Generative Pre-trained Transformers (GPT) have taken natural language processing (NLP) to new heights. OpenAI has been a front-runner in GPT development, culminating in the recent release of their latest model, GPT-4. This multimodal model can accept text and image inputs and produce text outputs. In this article, we delve into the history of GPT models and analyze the advanced capabilities of GPT-4.
Understanding GPT Models
GPT models are deep learning models used for generating human-like text. These models have endless applications, including summarizing text, generating code, translating the text into other languages, and even generating blog posts and stories. In addition, they have proven to be cost-effective and time-saving, particularly when fine-tuned on specific data to produce even better results.
Before the transformer models, GPT models included recursive neural networks and long short-term memory neural networks, which could only output short phrases and single words. However, Google’s Bidirectional Encoder Representations from Transformers (BERT) introduced the transformer architecture in 2017, revolutionizing NLP. BERT, though, could not generate text from a prompt.
GPT-1, GPT-2, and GPT-3
OpenAI developed its first language model, GPT-1, in 2018, a proof-of-concept not released publicly. The following year, they published a paper on their latest model, GPT-2, which was released to the machine learning community. GPT-2 was the state-of-the-art model in 2019, though it could only generate a few sentences before breaking down.
GPT-3, with 100 times more parameters than GPT-2, was released in 2020, with performance improvements resulting from training on an even larger text dataset. GPT-3 surprised the world with its ability to generate human-like text and even became the fastest-growing web application ever, with 100 million users in two months. OpenAI continued to improve GPT-3 with various iterations known as the GPT-3.5 series, including the conversation-focused ChatGPT.
GPT-4 Advancements
GPT-4, the latest release by OpenAI, is designed to enhance model alignment, generating less offensive or dangerous outputs and improving factual correctness. In addition, it has better steering ability, allowing users to change its behavior according to requests, such as writing in different tones, voices, or styles.

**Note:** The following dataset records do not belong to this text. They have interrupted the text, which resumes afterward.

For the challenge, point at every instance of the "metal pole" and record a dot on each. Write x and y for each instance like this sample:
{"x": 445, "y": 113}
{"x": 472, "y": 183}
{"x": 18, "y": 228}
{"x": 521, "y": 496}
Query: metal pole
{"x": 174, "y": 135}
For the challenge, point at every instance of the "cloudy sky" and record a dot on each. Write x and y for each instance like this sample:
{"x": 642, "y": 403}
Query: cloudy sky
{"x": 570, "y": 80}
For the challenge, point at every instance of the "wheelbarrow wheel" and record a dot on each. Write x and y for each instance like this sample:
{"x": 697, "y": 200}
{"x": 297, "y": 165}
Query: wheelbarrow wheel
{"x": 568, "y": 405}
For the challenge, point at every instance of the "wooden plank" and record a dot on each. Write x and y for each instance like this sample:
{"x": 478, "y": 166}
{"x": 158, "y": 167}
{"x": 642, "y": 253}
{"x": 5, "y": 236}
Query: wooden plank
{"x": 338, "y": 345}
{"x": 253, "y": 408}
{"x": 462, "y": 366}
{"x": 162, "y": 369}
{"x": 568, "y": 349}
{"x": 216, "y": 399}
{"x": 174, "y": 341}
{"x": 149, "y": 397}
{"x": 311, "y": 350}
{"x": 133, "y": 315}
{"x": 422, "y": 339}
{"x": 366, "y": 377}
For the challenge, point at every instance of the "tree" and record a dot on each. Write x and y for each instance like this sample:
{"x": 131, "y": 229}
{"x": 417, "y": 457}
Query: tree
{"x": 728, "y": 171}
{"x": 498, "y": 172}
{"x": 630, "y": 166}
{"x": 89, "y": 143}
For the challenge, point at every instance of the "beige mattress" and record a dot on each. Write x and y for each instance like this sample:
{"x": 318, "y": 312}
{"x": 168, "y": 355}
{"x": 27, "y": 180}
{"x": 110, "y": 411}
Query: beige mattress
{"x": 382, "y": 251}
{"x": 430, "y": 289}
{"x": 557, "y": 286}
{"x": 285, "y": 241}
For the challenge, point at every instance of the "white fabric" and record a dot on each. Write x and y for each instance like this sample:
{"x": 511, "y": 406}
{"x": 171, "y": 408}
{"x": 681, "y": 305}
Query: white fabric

GPT-4 has also shown a higher performance benchmark than GPT-3.5, with 40% fewer factual and reasoning errors.
Related reading: 6 Powerful Steps for GPT App Development
GPT-4 can also accept image and text inputs (in research preview only). Users can enter interspersed text and images to specify any vision or language task. OpenAI has showcased examples highlighting GPT-4’s ability to interpret complex imagery such as charts, memes, and screenshots.
Outperforming Human-Level Performance on Professional and Academic Benchmarks
OpenAI has once again outdone itself with the development of GPT-4. The team at OpenAI evaluated GPT-4 by simulating exams designed for humans, including the Uniform Bar Examination, LSAT for lawyers, and the SAT for university admission. The astounding results showed that GPT-4 achieved human-level performance on these benchmarks.
Outperforming Existing Large Language Models
OpenAI also evaluated GPT-4 on traditional benchmarks designed for machine learning models, and the results were equally impressive. GPT-4 outperformed existing large language models and most state-of-the-art models that may include benchmark-specific crafting or additional training protocols. These benchmarks included multiple-choice questions in 57 subjects, commonsense reasoning around everyday events, grade-school multiple-choice science questions, and more.
Multilingual Capabilities
OpenAI tested GPT-4’s capability in other languages by translating the MMLU benchmark, a suite of 14,000 multiple-choice problems spanning 57 subjects, into various languages using Azure Translate. Again, the results were exceptional, with GPT-4 outperforming the English-language performance of GPT-3.5 and other large language models in 24 out of 26 languages tested.
Related reading: GPT-3 Fine-Tuning for Chatbot: How it Works
How to Access GPT-4
The good news is that OpenAI is releasing GPT -4’s text input capability via ChatGPT, and it is currently available to ChatGPT Plus users. However, there is a waitlist for the GPT-4 API, and public availability of the image input capability has yet to be announced.
OpenAI Evals: Guide Further Improvements
OpenAI also has open-sourced OpenAI Evals, a framework for automated evaluation of AI model performance. This allows anyone to report shortcomings in their models and guide further improvements. The open-sourcing of this framework is a significant step forward for developing AI models with increasingly advanced capabilities.